Milk is a graduate with a degree in advertising. He makes his living in the tea-making production line with his friends Tea, Water and Sugar. One day a man from upstairs gives him the job of his dreams, and of his qualification: to work in the advertising department, selling tea to the masses. Tea wears an eye-patch. There is a lot of dancing. If this is looking, swimming and quacking like student theatre to you, then go ahead and eat some duck.
There is never a dull moment in Subliminal Nonsense, with all sorts of things thrown into the teacup: blasting pop music with outlandish dancing, bartender acrobatics, comic characters, pantomime delivery, meta-theatrical gags and much, much more. The four actors onstage are enjoying themselves immensely and we cannot help but join in as they lavishly adorn us with everything they can chuck into a structure that makes some sort of sense.
Yet Subliminal Nonsense never quite manages to become the sum of its parts. Its structure is satisfying enough, with Milk – an outstanding performance from Nick Robertson – finding that making his advert is as formulaic and production-lined as making his tea. But it rushes itself into a two-solution structure, with the first thing the characters try failing in order to make way for more risk and involvement in the finale. The resolution of the plot’s first solution is arbitrary and expositional, compromising the function of the play’s longest segment. There’s also a social satirical element to its portrayal of graduate under-employment that seems a little under-evolved.
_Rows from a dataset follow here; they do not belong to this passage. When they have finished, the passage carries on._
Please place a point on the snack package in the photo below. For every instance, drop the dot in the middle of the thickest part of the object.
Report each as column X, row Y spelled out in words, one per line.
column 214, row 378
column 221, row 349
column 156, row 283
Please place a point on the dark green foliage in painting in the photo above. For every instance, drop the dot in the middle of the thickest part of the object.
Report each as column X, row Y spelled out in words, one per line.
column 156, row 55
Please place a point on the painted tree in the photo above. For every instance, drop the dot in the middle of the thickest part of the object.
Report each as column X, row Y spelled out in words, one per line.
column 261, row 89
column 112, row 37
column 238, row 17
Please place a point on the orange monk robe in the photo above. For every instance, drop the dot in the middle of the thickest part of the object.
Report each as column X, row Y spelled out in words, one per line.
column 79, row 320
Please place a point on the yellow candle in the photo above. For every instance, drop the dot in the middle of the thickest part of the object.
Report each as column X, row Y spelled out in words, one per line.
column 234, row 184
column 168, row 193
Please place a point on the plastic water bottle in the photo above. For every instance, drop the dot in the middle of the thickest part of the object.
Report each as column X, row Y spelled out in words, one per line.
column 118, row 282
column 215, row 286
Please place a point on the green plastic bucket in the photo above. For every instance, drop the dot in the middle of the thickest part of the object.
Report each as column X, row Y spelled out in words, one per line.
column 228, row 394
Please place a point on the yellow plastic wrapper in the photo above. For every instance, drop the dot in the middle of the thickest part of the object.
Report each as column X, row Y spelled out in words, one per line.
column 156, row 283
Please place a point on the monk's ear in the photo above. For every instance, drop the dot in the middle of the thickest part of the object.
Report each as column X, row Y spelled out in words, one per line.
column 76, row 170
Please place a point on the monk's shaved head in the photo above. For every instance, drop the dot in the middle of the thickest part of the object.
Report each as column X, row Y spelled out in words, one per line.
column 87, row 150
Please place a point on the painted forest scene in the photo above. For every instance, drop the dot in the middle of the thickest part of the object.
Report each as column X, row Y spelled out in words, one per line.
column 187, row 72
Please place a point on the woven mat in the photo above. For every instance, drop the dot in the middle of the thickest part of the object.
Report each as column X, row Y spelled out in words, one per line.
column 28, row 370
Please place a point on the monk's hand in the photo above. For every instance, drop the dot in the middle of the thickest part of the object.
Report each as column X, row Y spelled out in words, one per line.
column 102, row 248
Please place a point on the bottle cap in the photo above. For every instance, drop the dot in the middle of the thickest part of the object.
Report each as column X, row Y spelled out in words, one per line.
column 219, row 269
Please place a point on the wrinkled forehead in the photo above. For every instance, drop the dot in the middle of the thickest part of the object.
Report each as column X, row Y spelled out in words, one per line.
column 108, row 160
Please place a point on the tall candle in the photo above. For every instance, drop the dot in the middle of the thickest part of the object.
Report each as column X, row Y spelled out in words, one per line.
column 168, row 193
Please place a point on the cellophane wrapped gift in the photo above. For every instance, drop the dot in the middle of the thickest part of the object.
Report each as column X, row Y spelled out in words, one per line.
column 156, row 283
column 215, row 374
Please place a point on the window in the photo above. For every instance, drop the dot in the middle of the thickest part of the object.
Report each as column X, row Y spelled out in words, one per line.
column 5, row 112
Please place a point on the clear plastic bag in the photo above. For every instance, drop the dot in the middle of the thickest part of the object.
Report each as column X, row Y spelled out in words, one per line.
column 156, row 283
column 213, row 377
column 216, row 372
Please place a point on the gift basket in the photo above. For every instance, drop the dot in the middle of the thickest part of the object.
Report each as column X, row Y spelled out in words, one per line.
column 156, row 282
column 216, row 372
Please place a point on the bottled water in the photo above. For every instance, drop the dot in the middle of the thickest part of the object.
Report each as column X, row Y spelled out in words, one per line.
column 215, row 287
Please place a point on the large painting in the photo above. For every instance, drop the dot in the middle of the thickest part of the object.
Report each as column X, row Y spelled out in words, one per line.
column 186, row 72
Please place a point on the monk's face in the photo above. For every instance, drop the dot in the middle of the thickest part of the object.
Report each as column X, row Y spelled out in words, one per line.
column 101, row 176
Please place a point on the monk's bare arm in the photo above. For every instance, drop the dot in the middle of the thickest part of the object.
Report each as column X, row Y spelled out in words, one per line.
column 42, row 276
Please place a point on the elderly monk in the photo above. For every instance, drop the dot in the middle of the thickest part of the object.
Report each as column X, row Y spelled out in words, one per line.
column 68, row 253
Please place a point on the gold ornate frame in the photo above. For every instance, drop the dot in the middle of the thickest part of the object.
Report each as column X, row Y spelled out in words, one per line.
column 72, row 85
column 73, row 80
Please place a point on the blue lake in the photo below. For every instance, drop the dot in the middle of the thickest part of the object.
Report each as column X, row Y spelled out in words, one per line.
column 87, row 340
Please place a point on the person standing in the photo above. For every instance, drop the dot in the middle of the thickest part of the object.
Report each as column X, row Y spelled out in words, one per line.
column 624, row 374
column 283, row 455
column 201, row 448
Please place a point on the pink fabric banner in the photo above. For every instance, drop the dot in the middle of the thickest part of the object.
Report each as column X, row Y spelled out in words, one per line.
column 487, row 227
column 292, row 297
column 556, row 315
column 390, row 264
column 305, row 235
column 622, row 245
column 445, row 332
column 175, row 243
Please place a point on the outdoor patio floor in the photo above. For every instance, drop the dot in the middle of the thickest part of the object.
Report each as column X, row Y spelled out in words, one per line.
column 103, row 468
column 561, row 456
None of which, of course, prevents Subliminal Nonsense from being at times wildly entertaining. There are plenty of great jokes, comic interruptions and exquisite details to keep dullness at bay. Robertson’s verse monologue about the proliferation of advertising, which crescendos into a tapestry of slogans and signs, is particularly well delivered, and by far the play’s most sophisticated piece of writing. In its own way its as dazzling as the lights and music that dominate the opening scene. Nonsense it may be, but it’s served piping hot with plenty of milk and sugar.